The alarm went off, I opened my blurry eyes and reached for my phone. Click… click… 03?!?!!?
I started looking. I log into my server from my phone, clicking away to get a status. The database engine is in a crashbackoff loop.
About that time, I noticed that Miguel had contacted me with a very polite 503? Whiskey Tango Foxtrot.
As I have talked about, I’m upgrading the infrastructure that GFZ uses. The previous round of downtime resulted in me opening tickets with Linode and escalating to the point where less than a week ago I got an update, “We resolved the issue you reported”. They had known about the issue for over a year. It just wasn’t important enough to fix until their client, me, raised a fuss.
One of the side effects of this upgrade process is that I’ve had to increase the number of nodes and the size of nodes. All of that is going well.
It is unclear to me why the database engine crashed, only that it did.
To that end, I have removed that database engine from production. Moved all the data to the larger, more stable, database engine. This database engine is using the new persistent (CEPH) storage engine. While it is not “crash proof” it is less prone to failures because of the way the data is now stored.
In addition, it is much easier to get backups of the data.

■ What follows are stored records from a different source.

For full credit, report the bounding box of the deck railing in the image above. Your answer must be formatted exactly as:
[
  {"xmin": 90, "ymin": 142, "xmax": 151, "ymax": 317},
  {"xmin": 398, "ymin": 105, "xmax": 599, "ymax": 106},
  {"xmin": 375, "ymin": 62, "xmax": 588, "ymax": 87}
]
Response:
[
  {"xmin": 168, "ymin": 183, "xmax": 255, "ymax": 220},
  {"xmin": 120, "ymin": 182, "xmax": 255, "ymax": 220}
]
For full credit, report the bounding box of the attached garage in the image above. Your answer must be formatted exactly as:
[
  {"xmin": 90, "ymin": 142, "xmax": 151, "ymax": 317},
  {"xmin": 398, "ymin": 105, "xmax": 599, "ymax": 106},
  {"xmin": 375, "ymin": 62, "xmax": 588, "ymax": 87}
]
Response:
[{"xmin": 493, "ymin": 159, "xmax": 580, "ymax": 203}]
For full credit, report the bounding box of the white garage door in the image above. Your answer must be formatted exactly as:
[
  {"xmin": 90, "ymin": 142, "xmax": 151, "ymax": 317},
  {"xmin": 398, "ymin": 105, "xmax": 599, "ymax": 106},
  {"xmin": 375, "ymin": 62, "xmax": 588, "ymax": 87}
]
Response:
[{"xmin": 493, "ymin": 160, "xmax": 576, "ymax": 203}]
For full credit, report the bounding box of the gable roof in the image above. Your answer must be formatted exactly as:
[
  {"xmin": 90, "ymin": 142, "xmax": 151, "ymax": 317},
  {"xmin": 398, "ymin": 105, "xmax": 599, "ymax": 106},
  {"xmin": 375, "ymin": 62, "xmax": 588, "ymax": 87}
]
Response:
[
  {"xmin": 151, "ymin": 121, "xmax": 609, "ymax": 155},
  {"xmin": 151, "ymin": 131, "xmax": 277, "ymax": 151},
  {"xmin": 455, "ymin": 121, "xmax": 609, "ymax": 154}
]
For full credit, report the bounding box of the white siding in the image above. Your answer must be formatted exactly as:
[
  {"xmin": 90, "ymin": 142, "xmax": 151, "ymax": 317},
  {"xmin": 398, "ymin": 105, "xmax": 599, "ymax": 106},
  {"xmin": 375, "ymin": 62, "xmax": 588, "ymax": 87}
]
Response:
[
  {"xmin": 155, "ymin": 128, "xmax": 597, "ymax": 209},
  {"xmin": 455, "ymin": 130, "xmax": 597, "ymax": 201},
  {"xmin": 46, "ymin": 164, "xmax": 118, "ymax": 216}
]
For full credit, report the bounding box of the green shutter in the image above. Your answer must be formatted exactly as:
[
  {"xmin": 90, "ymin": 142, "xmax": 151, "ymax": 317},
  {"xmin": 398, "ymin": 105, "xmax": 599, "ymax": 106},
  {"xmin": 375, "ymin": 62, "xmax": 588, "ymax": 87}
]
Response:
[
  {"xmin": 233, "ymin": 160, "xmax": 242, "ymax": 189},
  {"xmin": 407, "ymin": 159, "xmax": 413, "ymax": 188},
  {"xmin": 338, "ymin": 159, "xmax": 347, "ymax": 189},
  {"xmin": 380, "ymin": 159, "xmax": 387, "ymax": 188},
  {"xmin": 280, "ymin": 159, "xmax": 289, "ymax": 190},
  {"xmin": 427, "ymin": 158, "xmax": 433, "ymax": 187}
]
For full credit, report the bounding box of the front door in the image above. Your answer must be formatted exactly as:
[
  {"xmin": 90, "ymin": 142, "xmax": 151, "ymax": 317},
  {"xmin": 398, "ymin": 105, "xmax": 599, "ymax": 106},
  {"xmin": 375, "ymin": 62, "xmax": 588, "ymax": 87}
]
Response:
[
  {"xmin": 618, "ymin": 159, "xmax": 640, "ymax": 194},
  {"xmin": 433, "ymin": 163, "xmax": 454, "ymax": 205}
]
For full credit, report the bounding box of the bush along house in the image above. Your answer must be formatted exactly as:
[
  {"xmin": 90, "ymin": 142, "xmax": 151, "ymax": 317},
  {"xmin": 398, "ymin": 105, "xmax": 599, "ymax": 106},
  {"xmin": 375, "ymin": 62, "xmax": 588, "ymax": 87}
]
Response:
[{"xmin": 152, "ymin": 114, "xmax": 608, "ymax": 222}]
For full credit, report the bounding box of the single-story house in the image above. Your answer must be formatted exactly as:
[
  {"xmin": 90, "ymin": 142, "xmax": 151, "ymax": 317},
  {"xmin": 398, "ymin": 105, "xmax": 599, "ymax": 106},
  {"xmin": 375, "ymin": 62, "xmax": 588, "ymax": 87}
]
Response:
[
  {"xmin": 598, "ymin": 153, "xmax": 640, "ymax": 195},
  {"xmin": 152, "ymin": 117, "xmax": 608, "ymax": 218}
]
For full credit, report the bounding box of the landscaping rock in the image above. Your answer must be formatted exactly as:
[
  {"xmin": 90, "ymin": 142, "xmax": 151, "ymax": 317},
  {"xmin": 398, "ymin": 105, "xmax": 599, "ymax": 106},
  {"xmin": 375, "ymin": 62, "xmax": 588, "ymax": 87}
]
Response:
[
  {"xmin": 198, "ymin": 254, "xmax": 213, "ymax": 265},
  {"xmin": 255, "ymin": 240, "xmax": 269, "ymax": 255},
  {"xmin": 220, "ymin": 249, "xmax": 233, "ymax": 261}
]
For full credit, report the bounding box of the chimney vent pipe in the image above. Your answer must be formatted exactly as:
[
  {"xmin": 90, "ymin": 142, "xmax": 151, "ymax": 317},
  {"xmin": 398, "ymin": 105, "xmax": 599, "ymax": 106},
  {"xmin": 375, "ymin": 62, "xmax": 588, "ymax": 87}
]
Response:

I’m going to take the plunge later today and move the assets from the storage it is currently using to the new storage system. This offers numerous benefits, not the least of which is that I can do rolling upgrades of the software.
Yesterday I upgraded ‘WordPress’ on multiple sites. With the new infrastructure being used by some of those sites, there was zero downtime. K8S started a new pod with the new software. When it was stable, it terminated one of the old pods. It then started a second pod with the new software. When it was stable, it terminated the last old pod. Zero downtime.
For GFZ, using the older infrastructure, the old pod was terminated, the new pod was started, once it was stable, service resumed.
Regardless, I’m hopping for a quiet day.